Clathrocaspia logvinenkoi

Wesselingh, Frank, Poorten, Jan Johan ter, Kijashko, Pavel, Albrecht, Christian, Anistratenko, Olga Yu, Frolov, Pavel, Gándara, Alberto Martinez, Gittenberger, Arjan, Gogaladze, Aleksandre, Mikhail Karpinsky, Popa, Luis, Sands, Arthur F, Vandendorpe, Justine & Wilke, Thomas, 2019, Mollusc species from the Pontocaspian region - an expert opinion list, ZooKeys 827, pp. 31-124 : 68

publication ID

https://dx.doi.org/10.3897/zookeys.827.31365

publication LSID

lsid:zoobank.org:pub:10B66389-5E42-4E52-87D8-F49E2405D651

persistent identifier

https://treatment.plazi.org/id/B5944C7F-018D-E6E8-E952-E1782DB043A7

treatment provided by

ZooKeys by Pensoft

scientific name

Clathrocaspia logvinenkoi
status

 

Clathrocaspia logvinenkoi View in CoL (Golikov & Starobogatov, 1966)
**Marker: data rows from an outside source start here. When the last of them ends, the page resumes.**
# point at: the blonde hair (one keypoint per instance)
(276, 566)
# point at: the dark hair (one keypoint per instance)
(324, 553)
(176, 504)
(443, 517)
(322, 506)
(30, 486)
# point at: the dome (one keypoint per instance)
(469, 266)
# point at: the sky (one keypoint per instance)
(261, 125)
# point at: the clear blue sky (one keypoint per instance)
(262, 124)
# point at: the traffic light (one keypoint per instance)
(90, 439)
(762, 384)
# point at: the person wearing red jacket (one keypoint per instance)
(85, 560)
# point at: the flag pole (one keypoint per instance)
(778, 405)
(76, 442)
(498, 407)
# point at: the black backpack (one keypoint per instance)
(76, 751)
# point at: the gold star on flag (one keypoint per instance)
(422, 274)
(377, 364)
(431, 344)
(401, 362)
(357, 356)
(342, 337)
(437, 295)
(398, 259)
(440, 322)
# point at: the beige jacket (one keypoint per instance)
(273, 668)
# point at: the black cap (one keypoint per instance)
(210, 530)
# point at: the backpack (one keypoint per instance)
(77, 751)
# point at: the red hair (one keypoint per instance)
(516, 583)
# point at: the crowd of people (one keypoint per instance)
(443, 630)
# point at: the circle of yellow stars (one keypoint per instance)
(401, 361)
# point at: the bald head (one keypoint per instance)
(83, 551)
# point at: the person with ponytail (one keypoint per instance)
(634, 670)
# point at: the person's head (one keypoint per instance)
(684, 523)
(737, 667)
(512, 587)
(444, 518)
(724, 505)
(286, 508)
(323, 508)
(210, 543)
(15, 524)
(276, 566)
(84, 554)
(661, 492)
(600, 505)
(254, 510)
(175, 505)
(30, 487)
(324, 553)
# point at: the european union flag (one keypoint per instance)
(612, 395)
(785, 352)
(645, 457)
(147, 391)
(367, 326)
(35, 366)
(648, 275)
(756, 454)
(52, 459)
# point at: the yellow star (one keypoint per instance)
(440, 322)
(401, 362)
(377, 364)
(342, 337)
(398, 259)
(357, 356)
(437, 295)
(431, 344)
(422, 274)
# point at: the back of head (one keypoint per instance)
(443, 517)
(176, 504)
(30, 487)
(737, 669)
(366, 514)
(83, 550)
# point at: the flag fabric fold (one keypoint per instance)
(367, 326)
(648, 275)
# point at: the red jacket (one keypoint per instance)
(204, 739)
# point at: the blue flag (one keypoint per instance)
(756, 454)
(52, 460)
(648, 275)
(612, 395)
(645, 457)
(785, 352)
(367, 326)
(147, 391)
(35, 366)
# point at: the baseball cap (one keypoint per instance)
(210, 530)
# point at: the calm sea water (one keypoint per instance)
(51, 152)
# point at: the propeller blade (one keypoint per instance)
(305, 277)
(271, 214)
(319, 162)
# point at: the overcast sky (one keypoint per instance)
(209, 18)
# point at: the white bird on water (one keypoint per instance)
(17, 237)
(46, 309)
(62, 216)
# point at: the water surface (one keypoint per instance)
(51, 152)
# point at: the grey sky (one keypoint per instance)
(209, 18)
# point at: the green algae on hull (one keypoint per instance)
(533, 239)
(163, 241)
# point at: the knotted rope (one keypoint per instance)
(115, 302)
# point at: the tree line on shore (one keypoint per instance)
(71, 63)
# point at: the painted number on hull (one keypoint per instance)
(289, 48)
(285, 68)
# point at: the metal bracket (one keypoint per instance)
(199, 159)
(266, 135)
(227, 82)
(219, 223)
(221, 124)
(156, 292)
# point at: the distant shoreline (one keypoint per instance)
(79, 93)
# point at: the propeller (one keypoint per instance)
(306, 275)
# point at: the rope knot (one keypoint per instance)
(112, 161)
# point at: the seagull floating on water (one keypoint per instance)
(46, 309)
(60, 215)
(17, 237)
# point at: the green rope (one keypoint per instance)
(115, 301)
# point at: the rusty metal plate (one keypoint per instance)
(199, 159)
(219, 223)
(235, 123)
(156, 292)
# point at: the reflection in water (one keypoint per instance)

*1966 P. [yrgula] (Caspia) logvinenkoi Golikov & Starobogatov: 354, fig. 1(7).

2006 Caspia logvinenkoi (Golikov & Starobogatov, 1966). - Kantor and Sysoev: 88, pl. 41, fig. I.

2007a Caspia (Clathrocaspia) logvinenkoi (Golikov & Starobogatov, 1966). - Anistratenko: 25-26, fig. 2.

2016 Caspia logvinenkoi (Golikov & Starobogatov, 1966). - Vinarski and Kantor: 224-225.

Status. Accepted Pontocaspian species.

Type locality. Don Delta, Russia.

Distribution. Known only from the type locality.

Taxonomic notes. The species has distinctive shell characters: broad conical shape with a weak subsutural bulge and apically thickened peristome.

Remarks. The type material was collected by Mordukhay-Boltovskoy in 1937 and comprises two specimens, the holotype and the paratype. Three additional specimens were collected from the same region in 2006 ( Anistratenko 2007a). The salinity at the type locality fluctuates between freshwater and ca. 1‰.

Conservation status. Not assessed. In the fifty years since the description of this species five specimens have been collected; this is likely evidence of its rarity. Known only from two close localities, C. logvinenkoi appears to have an extremely narrow distributional range in the Azov–Black Sea Basin, being endemic to the Taganrog province (e.g., Anistratenko 2007a).